Sentences are already sorted at preprocessed-data/40e2c1f/gigaword.txt.sorted
Dividing and padding...
processed 1000000 items, elapsed time: 0.2 minutes...
processed 2000000 items, elapsed time: 0.4 minutes...
processed 3000000 items, elapsed time: 0.6 minutes...
processed 4000000 items, elapsed time: 0.8 minutes...
processed 5000000 items, elapsed time: 1.0 minutes...

Tue 17 Oct

Label propagation:

http://scikit-learn.org/stable/modules/label_propagation.html
https://github.com/yamaguchiyuto/label_propagation

Implemented a test script

Thu 19 Oct

Turned the test script into a class for performing label propagation.

When I tested it with tiny data, one of labeled instance changes and the unlabeled instance gets its label. Isn't it strange?

input: {'horse': array([0, 1, -1]), 'dog': array([0, 1, -1])}
output: {'horse': array([1, 1, 0]), 'dog': array([1, 1, 0])}

TODO: try different values of parallel_iterations in tf.nn.dynamic_rnn

Tue 21 Oct

Started working on experiments that would run on Cartesius: save all models, put results into versioned directories, vary the random seed.

Wed 1 Nov

Took me a morning to setup Cartesius. Started the first step: preprocessing Gigaword.

[minhle@int1 wsd-dynamic-sense-vector]$ sbatch cartesius/process-gigaword.job
Submitted batch job 3718227
[minhle@int1 wsd-dynamic-sense-vector]$ tail -f slurm-3718227.out

Thu 2 Nov

Tried parallel training on Cartesius. It could only run one training script at a time, all the rest failed and reported 4 different errors (!): "Blas GEMM launch failed", "OOM when allocating tensor", "failed initializing StreamExecutor for CUDA device", and "Failed to create session".

Comparing the preprocessed version of Gigaword in DAS-5 and a (uncompleted) preprocessed version of Gigaword in Cartesius and found that they are different.

Tried to parallelize BeautifulSoup, have negative effect: processing 10 documents used to take 1.2 mins now increases to 1.6 mins.
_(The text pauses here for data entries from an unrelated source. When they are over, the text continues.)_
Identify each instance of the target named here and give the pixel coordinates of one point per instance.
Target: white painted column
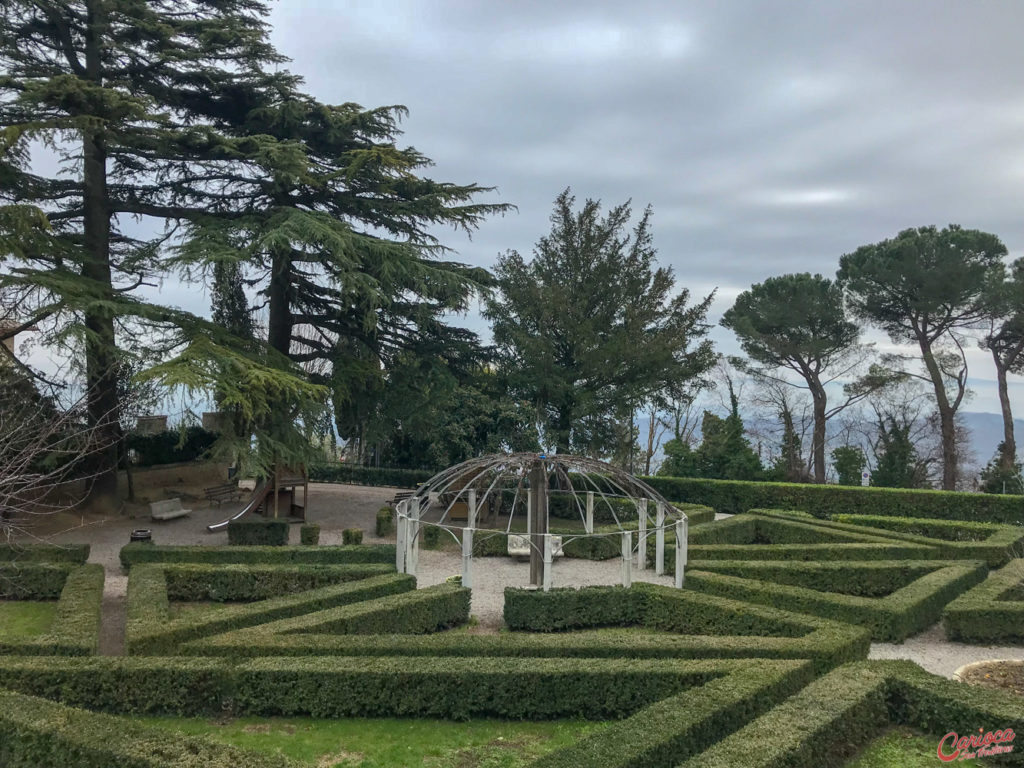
(467, 558)
(627, 558)
(642, 535)
(547, 561)
(681, 528)
(659, 541)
Moreover, processing the full 737 files doesn't take up so much time anyway. The bottleneck turns out to be spacy. Running its models The current version use threads instead of processes so the purported parallelization actually does nothing.

Why did I get bogged down to this optimization hell? The preprocessing runs for more than a day but so what? It also creates unstable output but I didn't find any evidence of that leading to incorrect result. I wasted a day and now I wonder if I created a new bug. Really, I shouldn't have gone down this road.

Submitted the job on Cartesius. It's pending...

and this is the reason:

"This e-mail is to inform you that due to a vulnerability in the system software, the Cartesius system has been brought to an unscheduled maintenance mode. The batch system is being drained which means that your jobs, although they can still be committed to the queue, will not be executed. Please note that jobs that were already dispatched and being executed, have not been canceled.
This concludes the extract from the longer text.